Warner Books, 1998, 481 pages, C$30.00 hc, ISBN 0-446-51677-5
Almost every avid reader has a “buy-on-sight” list of especially meritorious authors whose books are of such invariable good quality that they warrant the 35$ gamble of a brand-new hardcover. Mine is composed of people like Tom Clancy, Greg Egan, Bruce Sterling, John Varley, Neal Stephenson… all of which can be depended upon for conceptually solid, physically thick pieces of entertainment.
Larry Bond holds the distinction of having been taken off my “buy-on-sight” author list after his 1996 book The Enemy Within. His first three books -four if you include his WW3 super-thriller collaboration with Tom Clancy, Red Storm Rising– were grand spectacles of future war, hugely complex tales of nations run amok and superb set-pieces played upon technical, political and military battlefields. Red Phoenix, Vortex and Cauldron were deeply impressive techno-thrillers, brimming with unexpected rewards at more than 500 pages each. Cauldron was bought-on-sight.
So was The Enemy Within. But upon reading this limp thriller devoid of the sweeping scope of his earlier books, I was not tempted by the sequel, Day of Wrath. Two years later, Day of Wrath is available at dirt-cheap prices in used bookstores, and that’s where Larry Bond and I meet again.

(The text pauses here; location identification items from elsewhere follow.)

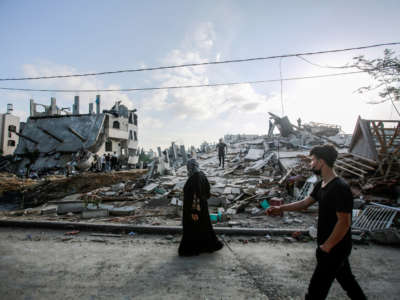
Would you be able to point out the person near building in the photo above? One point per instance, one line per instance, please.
(335, 204)
(222, 149)
(108, 162)
(103, 162)
(198, 233)
(114, 161)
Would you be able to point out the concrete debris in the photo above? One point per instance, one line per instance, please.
(260, 171)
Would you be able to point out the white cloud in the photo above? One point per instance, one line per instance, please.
(75, 83)
(151, 123)
(157, 101)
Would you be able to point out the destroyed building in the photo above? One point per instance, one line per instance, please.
(9, 125)
(52, 138)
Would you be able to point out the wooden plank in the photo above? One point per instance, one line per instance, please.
(373, 162)
(377, 134)
(350, 171)
(351, 166)
(394, 135)
(358, 163)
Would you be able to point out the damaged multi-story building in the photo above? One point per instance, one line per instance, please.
(9, 125)
(52, 137)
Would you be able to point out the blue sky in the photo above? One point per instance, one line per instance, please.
(39, 38)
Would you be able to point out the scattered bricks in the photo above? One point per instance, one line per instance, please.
(276, 202)
(63, 208)
(122, 211)
(52, 209)
(297, 235)
(88, 214)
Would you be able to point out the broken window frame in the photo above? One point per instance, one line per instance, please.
(116, 125)
(108, 146)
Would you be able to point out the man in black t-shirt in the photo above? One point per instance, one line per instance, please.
(222, 149)
(335, 205)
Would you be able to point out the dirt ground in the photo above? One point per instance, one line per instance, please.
(38, 264)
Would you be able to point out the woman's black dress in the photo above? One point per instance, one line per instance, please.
(198, 235)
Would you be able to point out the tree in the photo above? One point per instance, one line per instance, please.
(386, 72)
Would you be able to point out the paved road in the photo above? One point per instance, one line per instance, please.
(37, 264)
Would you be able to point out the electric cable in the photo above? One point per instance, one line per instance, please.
(178, 87)
(200, 64)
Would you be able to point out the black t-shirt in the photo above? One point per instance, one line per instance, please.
(335, 197)
(221, 148)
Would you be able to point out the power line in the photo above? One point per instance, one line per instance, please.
(179, 87)
(320, 66)
(199, 64)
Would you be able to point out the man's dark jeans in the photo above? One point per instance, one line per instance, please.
(330, 266)
(221, 160)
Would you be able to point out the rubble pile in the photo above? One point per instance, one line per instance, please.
(260, 171)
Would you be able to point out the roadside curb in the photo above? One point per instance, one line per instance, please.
(105, 227)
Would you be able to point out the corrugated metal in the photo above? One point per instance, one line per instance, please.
(375, 217)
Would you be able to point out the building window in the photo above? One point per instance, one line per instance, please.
(108, 146)
(116, 124)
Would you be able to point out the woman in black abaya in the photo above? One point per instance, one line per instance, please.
(198, 234)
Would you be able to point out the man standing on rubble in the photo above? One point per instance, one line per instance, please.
(335, 202)
(222, 150)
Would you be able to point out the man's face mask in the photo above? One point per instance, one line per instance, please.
(316, 166)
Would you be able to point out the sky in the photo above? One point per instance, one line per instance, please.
(44, 38)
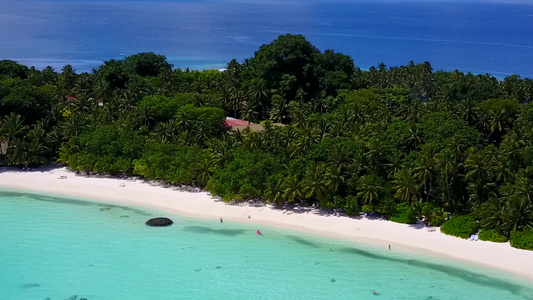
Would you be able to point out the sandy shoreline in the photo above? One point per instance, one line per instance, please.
(380, 233)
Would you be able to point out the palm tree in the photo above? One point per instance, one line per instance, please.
(446, 165)
(519, 214)
(334, 177)
(292, 188)
(405, 185)
(424, 173)
(492, 214)
(314, 184)
(206, 169)
(501, 170)
(368, 189)
(12, 127)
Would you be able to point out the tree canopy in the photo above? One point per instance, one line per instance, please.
(403, 141)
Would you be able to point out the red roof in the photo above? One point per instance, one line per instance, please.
(236, 122)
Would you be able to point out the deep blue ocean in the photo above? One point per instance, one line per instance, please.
(473, 36)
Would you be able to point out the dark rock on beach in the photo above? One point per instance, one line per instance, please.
(159, 222)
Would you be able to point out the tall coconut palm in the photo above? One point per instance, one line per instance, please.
(314, 183)
(292, 188)
(405, 185)
(12, 127)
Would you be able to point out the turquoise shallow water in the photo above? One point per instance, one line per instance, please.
(56, 248)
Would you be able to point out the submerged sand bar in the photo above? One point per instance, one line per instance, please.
(381, 233)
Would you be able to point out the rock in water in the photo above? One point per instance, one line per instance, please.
(159, 222)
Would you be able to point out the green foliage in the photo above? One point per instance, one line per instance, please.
(176, 164)
(492, 235)
(461, 226)
(368, 208)
(403, 214)
(441, 143)
(435, 215)
(162, 108)
(207, 122)
(441, 128)
(244, 177)
(522, 240)
(12, 69)
(104, 150)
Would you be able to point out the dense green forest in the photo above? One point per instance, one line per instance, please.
(404, 142)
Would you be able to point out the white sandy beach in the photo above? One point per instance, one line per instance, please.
(381, 233)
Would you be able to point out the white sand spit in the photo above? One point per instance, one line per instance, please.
(381, 233)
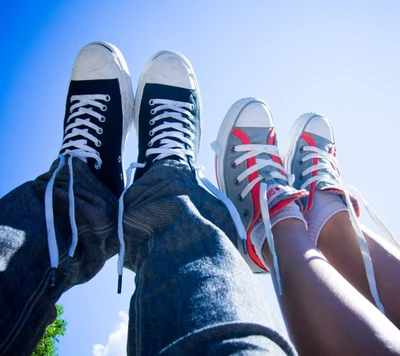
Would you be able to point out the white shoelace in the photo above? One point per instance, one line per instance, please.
(170, 147)
(329, 163)
(171, 134)
(74, 148)
(253, 150)
(172, 143)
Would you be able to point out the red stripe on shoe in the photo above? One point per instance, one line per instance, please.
(310, 141)
(272, 141)
(255, 196)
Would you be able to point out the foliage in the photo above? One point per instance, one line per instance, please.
(47, 345)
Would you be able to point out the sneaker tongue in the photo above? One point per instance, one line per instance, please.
(262, 136)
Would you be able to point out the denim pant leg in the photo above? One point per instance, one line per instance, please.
(194, 294)
(26, 299)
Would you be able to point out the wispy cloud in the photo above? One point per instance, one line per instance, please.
(116, 345)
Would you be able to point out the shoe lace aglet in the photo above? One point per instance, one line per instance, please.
(67, 265)
(53, 277)
(119, 289)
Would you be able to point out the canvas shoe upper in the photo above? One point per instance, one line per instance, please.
(167, 111)
(311, 158)
(167, 121)
(97, 121)
(250, 171)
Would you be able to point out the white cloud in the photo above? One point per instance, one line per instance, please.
(116, 345)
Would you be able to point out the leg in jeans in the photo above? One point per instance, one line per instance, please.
(33, 260)
(26, 297)
(194, 294)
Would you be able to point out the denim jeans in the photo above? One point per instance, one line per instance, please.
(194, 293)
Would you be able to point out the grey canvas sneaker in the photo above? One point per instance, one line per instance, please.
(311, 157)
(250, 171)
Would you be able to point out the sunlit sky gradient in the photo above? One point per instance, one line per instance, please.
(340, 58)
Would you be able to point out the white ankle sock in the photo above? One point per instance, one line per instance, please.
(326, 204)
(257, 236)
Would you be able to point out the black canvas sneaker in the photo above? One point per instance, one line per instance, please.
(98, 113)
(167, 111)
(97, 120)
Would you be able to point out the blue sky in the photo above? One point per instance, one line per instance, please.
(340, 58)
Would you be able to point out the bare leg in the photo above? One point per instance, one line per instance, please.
(325, 315)
(338, 243)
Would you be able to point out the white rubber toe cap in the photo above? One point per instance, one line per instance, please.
(95, 61)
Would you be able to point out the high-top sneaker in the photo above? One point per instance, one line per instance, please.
(167, 121)
(99, 112)
(97, 120)
(311, 157)
(251, 173)
(167, 111)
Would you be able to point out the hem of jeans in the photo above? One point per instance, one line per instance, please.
(239, 329)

After reading his latest effort, Larry Bond stays off my A-list.
The problem is the same than with The Enemy Within: Is that it? Bond had proven his ability to send thousands of men in mega-battles, moving pieces off gigantic chessboards, meticulously describing capacities and weaknesses of high-tech hardware and in seamlessly integrating multiple protagonists.
Nothing of that sort in his “thriller” phase. Both The Enemy Within and Day of Wrath concentrate on a couple of protagonists: Colonel Peter Thorn and Agents Helen Gray. And despite the focus, these two characters combined can’t equal the interest of any of the bit-players in Bond’s previous novels.

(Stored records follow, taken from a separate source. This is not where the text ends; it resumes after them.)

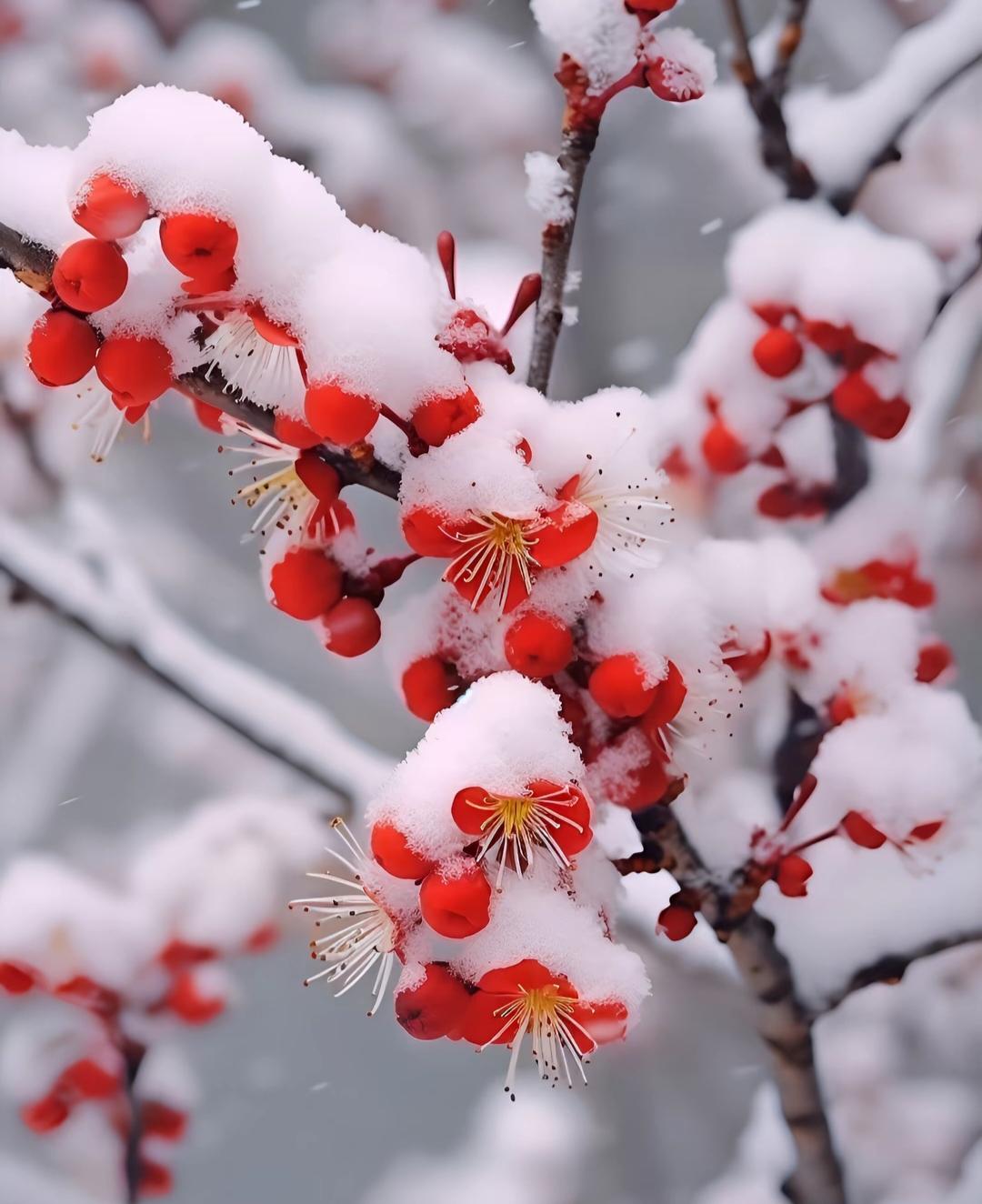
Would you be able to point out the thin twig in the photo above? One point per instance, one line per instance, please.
(892, 967)
(788, 41)
(33, 265)
(93, 587)
(576, 147)
(765, 97)
(782, 1021)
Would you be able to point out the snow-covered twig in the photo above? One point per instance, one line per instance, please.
(782, 1022)
(30, 263)
(845, 137)
(788, 40)
(892, 967)
(577, 144)
(92, 584)
(765, 97)
(353, 468)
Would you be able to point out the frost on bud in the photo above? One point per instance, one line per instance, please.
(724, 450)
(306, 583)
(679, 67)
(45, 1114)
(777, 352)
(352, 627)
(199, 245)
(134, 368)
(455, 899)
(435, 1007)
(428, 686)
(793, 873)
(860, 831)
(90, 275)
(62, 348)
(110, 208)
(881, 418)
(339, 416)
(676, 921)
(437, 418)
(621, 687)
(538, 646)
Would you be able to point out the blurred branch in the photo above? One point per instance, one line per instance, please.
(356, 467)
(892, 967)
(888, 149)
(133, 1059)
(29, 261)
(576, 147)
(788, 40)
(33, 265)
(93, 587)
(765, 96)
(782, 1021)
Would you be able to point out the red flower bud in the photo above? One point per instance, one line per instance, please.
(391, 850)
(90, 275)
(338, 416)
(62, 348)
(306, 583)
(111, 210)
(199, 245)
(777, 353)
(428, 687)
(436, 1007)
(352, 627)
(618, 684)
(134, 368)
(538, 646)
(456, 907)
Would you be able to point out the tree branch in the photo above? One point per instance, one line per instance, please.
(133, 1059)
(33, 265)
(782, 1022)
(765, 97)
(576, 147)
(891, 967)
(789, 39)
(888, 151)
(356, 467)
(93, 587)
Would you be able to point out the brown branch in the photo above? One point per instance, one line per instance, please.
(356, 467)
(891, 967)
(133, 1061)
(100, 597)
(29, 261)
(765, 97)
(33, 265)
(782, 1022)
(576, 147)
(844, 200)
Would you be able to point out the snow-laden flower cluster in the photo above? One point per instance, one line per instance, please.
(483, 878)
(823, 319)
(134, 961)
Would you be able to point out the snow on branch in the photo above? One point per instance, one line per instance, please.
(844, 137)
(90, 583)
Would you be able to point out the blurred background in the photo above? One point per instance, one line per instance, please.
(417, 115)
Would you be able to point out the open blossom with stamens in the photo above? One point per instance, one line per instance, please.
(496, 560)
(530, 1000)
(259, 357)
(361, 933)
(281, 491)
(510, 828)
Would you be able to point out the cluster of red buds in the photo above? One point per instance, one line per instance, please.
(455, 858)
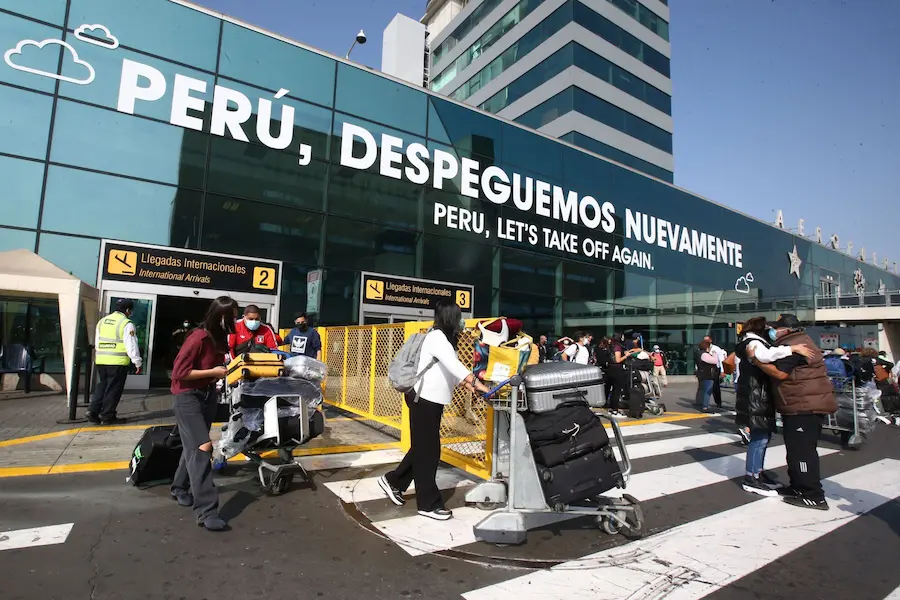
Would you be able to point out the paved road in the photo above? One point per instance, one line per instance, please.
(705, 536)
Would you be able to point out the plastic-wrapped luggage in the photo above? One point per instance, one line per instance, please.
(547, 385)
(866, 396)
(253, 365)
(305, 367)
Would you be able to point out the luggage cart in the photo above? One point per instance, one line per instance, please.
(515, 494)
(281, 435)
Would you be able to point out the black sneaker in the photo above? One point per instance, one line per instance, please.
(438, 514)
(807, 502)
(767, 479)
(390, 491)
(755, 486)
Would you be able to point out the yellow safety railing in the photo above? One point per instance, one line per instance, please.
(358, 359)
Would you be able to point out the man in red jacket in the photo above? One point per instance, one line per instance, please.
(251, 334)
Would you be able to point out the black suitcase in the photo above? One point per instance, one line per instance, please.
(559, 424)
(156, 456)
(636, 399)
(585, 442)
(582, 478)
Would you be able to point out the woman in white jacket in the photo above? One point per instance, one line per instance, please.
(443, 373)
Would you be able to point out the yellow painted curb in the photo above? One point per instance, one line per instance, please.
(38, 438)
(121, 465)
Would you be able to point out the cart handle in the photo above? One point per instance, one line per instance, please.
(514, 381)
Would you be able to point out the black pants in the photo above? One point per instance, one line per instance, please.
(194, 414)
(801, 438)
(421, 461)
(108, 393)
(616, 380)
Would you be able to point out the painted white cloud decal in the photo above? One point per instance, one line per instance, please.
(743, 282)
(35, 46)
(89, 34)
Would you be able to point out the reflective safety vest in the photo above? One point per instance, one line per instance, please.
(111, 341)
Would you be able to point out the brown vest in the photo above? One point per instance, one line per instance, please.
(807, 389)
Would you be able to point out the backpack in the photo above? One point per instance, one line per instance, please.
(155, 457)
(402, 372)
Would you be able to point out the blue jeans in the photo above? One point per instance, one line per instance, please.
(756, 450)
(704, 392)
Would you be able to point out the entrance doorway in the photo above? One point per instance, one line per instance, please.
(168, 335)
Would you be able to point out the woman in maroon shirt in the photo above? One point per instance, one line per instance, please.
(199, 364)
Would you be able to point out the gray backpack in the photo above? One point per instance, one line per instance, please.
(402, 372)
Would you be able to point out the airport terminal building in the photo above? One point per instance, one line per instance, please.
(165, 153)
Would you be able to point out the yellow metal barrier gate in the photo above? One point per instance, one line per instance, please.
(358, 359)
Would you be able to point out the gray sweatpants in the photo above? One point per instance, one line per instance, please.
(194, 413)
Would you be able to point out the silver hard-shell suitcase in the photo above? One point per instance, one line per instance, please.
(547, 385)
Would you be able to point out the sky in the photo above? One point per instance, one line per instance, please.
(777, 104)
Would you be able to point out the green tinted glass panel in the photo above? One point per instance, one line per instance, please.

Day of Wrath is bland. Predictable. Implausible. Déjà-vu. Limp. Nothing special. Once again, a gna-ha-ha grandmaster of evil hates the Americans for some trivial childhood trauma and badly wants to attack the United States. Once again, his diabolic plans are foiled by Thorn and Grey. Nothing we haven’t seen before, even in the details.

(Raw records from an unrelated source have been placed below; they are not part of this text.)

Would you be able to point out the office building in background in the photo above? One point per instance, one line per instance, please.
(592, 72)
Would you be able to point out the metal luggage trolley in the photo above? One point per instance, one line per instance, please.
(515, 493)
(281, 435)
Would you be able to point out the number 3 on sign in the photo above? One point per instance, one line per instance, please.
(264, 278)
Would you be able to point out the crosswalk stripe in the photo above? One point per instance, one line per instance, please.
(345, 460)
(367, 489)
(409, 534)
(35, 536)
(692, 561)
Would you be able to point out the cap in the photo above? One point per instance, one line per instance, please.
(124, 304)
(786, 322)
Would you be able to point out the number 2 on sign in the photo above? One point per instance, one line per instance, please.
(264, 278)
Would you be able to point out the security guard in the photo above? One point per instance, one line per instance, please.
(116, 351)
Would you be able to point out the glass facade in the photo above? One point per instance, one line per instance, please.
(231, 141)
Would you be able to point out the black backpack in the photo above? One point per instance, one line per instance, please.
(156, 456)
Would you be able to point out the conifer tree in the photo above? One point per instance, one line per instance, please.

To be fair, Day of Wrath isn’t all that badly written in the confines of the thriller genre. The novel is obviously padded -did we have to frolic across most of Europe?- but I guess that intentionally done in an effort to satisfy beach readers. At least there is a heightening of tension by the end of the book -cruise missiles aimed at Washington are good at that-, though you’ll have to wade through a lot of Commando-type silliness (Two humans! Against a compound filled with world-class terrorists!) in order to get to this point.
But even an okay thriller doesn’t begin to match the level of Bond’s earlier super-thrillers. Reading the cover blurbs for the paperback edition of Day of Wrath -and assorted comments from Amazon.com customers-, I’m amazed at how some readers seem to think that Bond has “matured out of the technothriller” genre, as if he did better stuff now than before.
Let me set those fools straight: Bond has declined. He isn’t as much fun to read as he was before. It’s not only the stories themselves, but also the details, the plotting, the characters that are worse than before. It’s not as if we could blame a lack of time; he’s still publishing at two-years intervals. It’s not as if we could blame publishing pressures: Stephen Coonts and James H. Cobb are still publishing decent future-war novels.
It’s almost as if we have to blame Larry Bond. (“Your name is Bond, *Larry* Bond”.) Well so be it; he stays off my buy-on-sight list.